In particular, ALS neurons died more quickly in cellular experiments, and also had abnormal clumps of proteins such as TDP-43. Clumps of TDP-43 are characteristic of ALS, found in nearly all cases of the disease, and are thought to be involved in driving nerve cell death.
Using this cellular model, the researchers conducted a screen of more than 1,900 molecules, looking for compounds that could rescue the disease-associated features of ALS motor neurons.

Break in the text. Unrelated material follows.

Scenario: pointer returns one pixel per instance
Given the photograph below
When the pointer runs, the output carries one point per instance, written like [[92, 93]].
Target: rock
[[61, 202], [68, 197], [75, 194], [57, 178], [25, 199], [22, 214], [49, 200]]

The results identified 50 compounds that were effective for most cells from familial ALS patients, including the approved ALS therapies Radicava (edaravone) and riluzole (sold as Rilutek and other formulations). However, many of these therapies, including Radicava and riluzole, showed only modest efficacy in cells from sporadic ALS patients.
The variability in response for different patients “underscored the importance of identifying broadly effective targets for ALS,” the researchers said.
Experiments using the iPSC-derived motor neurons showed that the compound apilimod could improve nerve cell survival and reduce the toxic accumulation of TDP-43 and other proteins in ALS motor neurons. Apilimod is known to block the activity of the protein PIKFYVE.
Scientists target molecules in both sporadic and familial ALS
In the study “PIKFYVE inhibition mitigates disease in models of diverse forms of ALS,” published in Cell, the research team conducted detailed assessments to investigate blocking PIKFYVE with apilimod as a potential therapy for ALS.
Treatment with apilimod or genetic strategies to reduce PIKFYVE activity led to a reduction in disease-typical death in motor neurons derived from people with sporadic and familial forms of ALS, the results showed. In addition, it extended survival in multiple models of ALS, including mice and fruit fly models.
“We show that PIKFYVE kinase inhibition is broadly efficacious in models of diverse forms of ALS,” the team concluded.
Mechanistic experiments illustrated that blocking PIKFYVE led to an increase in exocytosis — a process in which molecular cargo is wrapped in a membrane, shipped to the surface of the cell, and then dumped outside of the cell. By activating exocytosis, PIKFYVE inhibition prompted ALS motor neurons to get rid of toxic TDP-43 by moving it outside the cell.
The team noted that this effect was seen only in ALS motor neurons, not in motor neurons from healthy controls.
“We were able to pinpoint precisely how PIKFYVE inhibition mitigates neurodegeneration, which is important for informing the development of new targeted treatments,” said Shu-Ting (Michelle) Hung, a PhD student at USC and study co-author.
In the original iPSC screen, many of the other compounds identified as effective in both familial and sporadic ALS motor neurons are known to activate the androgen receptor. This protein receptor normally activates in response to certain hormones, most notably testosterone, which leads to changes in cells’ genetic activity.
Because activating the androgen receptor itself is likely to cause unwanted side effects, especially for women, the researchers conducted a series of experiments looking for other targets that could induce similar effects. The data identified SYF2 as a likely candidate. This protein is involved in RNA splicing, a process that help to control how certain genes are read to produce proteins.
The researchers showed that blocking SYF2 reduced TDP-43 clumping in ALS motor neurons from familial and sporadic patients, and it extended survival in mice engineered to form these toxic protein aggregates.
“Our … findings identify SYF2 and [related mechanisms that regulate RNA splicing] as important modulators of ALS pathology in patient-derived neurons and mice,” the scientists concluded.